One of the books used by Doctor Bob, Bill W. and other early members of A.A. was the slim volume, "As a Man Thinketh" by the English "New Thought" writer, James Allen. In it, he observes:
"Man is made or unmade by himself. In the armory of thought he forges the weapons by which he destroys himself. He also fashions the tools with which he builds for himself heavenly mansions of joy and strength and peace. By the right choice and true application of thought, man ascends to the divine perfection. By the abuse and wrong application of thought he descends below the level of the beast. Between these two extremes are all the grades of character, and man is their maker and master."
(A copy of "As a Man Thinketh" is available, here.)

Through the consistent and continual practice of self examination, meditation and prayer, we become aware of what our thoughts are, and what emotions those thoughts spark. We also become attuned to the habitual way that we think - usually an uncomfortable realization for a newcomer to meditation.
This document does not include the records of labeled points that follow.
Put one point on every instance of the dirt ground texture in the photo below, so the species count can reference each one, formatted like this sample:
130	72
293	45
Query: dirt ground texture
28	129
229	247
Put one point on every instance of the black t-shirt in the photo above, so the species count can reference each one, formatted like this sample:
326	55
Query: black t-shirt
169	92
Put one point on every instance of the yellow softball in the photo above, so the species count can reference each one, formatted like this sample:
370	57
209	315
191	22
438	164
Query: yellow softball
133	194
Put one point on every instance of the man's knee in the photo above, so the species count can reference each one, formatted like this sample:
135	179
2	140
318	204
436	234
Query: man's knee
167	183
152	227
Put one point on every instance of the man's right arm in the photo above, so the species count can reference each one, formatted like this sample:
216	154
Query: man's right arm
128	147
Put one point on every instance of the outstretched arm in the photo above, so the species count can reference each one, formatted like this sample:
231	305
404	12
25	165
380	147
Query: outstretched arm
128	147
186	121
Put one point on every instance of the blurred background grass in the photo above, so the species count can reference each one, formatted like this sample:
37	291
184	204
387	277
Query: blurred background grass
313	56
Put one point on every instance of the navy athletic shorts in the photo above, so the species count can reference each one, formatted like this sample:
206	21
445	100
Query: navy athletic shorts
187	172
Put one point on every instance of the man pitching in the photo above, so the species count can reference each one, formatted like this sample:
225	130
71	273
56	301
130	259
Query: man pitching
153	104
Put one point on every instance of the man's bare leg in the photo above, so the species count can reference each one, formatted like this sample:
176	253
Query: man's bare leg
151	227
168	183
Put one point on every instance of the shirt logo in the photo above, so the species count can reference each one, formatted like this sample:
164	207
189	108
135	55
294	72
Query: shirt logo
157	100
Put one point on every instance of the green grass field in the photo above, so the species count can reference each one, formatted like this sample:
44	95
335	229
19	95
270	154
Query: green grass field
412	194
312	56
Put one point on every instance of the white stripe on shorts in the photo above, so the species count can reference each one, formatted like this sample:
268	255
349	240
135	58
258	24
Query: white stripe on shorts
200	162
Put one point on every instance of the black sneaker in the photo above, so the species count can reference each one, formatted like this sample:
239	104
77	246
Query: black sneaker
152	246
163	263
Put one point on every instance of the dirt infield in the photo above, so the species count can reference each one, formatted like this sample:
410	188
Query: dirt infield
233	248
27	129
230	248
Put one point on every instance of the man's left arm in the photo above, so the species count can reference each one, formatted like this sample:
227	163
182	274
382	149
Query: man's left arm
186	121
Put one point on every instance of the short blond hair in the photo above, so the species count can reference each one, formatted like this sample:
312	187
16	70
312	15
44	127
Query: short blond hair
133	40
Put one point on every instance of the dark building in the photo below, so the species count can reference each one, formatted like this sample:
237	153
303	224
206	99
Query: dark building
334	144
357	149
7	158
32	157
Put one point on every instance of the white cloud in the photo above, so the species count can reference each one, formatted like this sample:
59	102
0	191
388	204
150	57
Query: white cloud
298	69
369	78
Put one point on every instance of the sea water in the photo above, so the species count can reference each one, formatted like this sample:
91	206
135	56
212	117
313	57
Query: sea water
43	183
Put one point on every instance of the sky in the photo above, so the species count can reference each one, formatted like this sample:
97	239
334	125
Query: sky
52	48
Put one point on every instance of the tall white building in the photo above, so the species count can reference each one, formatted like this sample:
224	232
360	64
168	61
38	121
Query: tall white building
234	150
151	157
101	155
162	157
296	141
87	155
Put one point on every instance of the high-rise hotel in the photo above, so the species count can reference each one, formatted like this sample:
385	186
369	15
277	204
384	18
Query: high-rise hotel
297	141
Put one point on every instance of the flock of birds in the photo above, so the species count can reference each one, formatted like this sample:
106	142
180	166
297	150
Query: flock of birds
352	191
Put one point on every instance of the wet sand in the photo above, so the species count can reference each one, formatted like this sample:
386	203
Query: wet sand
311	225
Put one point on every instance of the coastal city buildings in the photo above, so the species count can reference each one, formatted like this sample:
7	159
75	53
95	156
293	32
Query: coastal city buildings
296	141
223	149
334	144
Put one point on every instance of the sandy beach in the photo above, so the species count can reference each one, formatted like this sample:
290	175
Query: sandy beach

By recurrence to the state of God-consciousness, where the raucous voice of the ego is momentarily stilled, we can (as Allen notes) through "right choice and true application of thought" begin the ascent towards "divine perfection." Or, by acting indecisively and in the throes of emotional disturbance, we can again descend into, and reinforce, our egoic way of thinking and acting.

The 12 Steps are designed to help us make that choice and identification. They deliver us, as earnest application of Step Three and the Serenity Prayer will prove, "the serenity" of God-consciousness, if we have "the courage" to go beyond the ego, and we have "the wisdom" to differentiate the raucous voice of the small "self" from the peaceful and quiet consciousness of the higher "Self," or God.

Sunday, May 22, 2011

Ego, Fear and the Smaller "Self"

"More than most people," we read, "the alcoholic leads a double life. He is very much the actor. To the outer world he presents his stage character. This is the one he likes his fellows to see. He wants to enjoy a certain reputation, but knows in his heart he doesn't deserve it."
[Alcoholics Anonymous, page 75.]
"A double-minded man is unstable in
all his ways
." (James: 1-8)

It is to be free of this duplicity - the double-mindedness of the "self" and our higher, God-consciousness - that we take Steps Five through Step Nine; sharing, perhaps for the first time ever, what we did when under the influence of drugs and/or alcohol, and more significantly, what we did when stone cold sober. For it is in sharing these matters, examining our role in them, forgiving others and making amends to them where possible for the harm we have done, that we become able to live in our true nature, rather than in the fear-based false identity of the ego, or smaller "self."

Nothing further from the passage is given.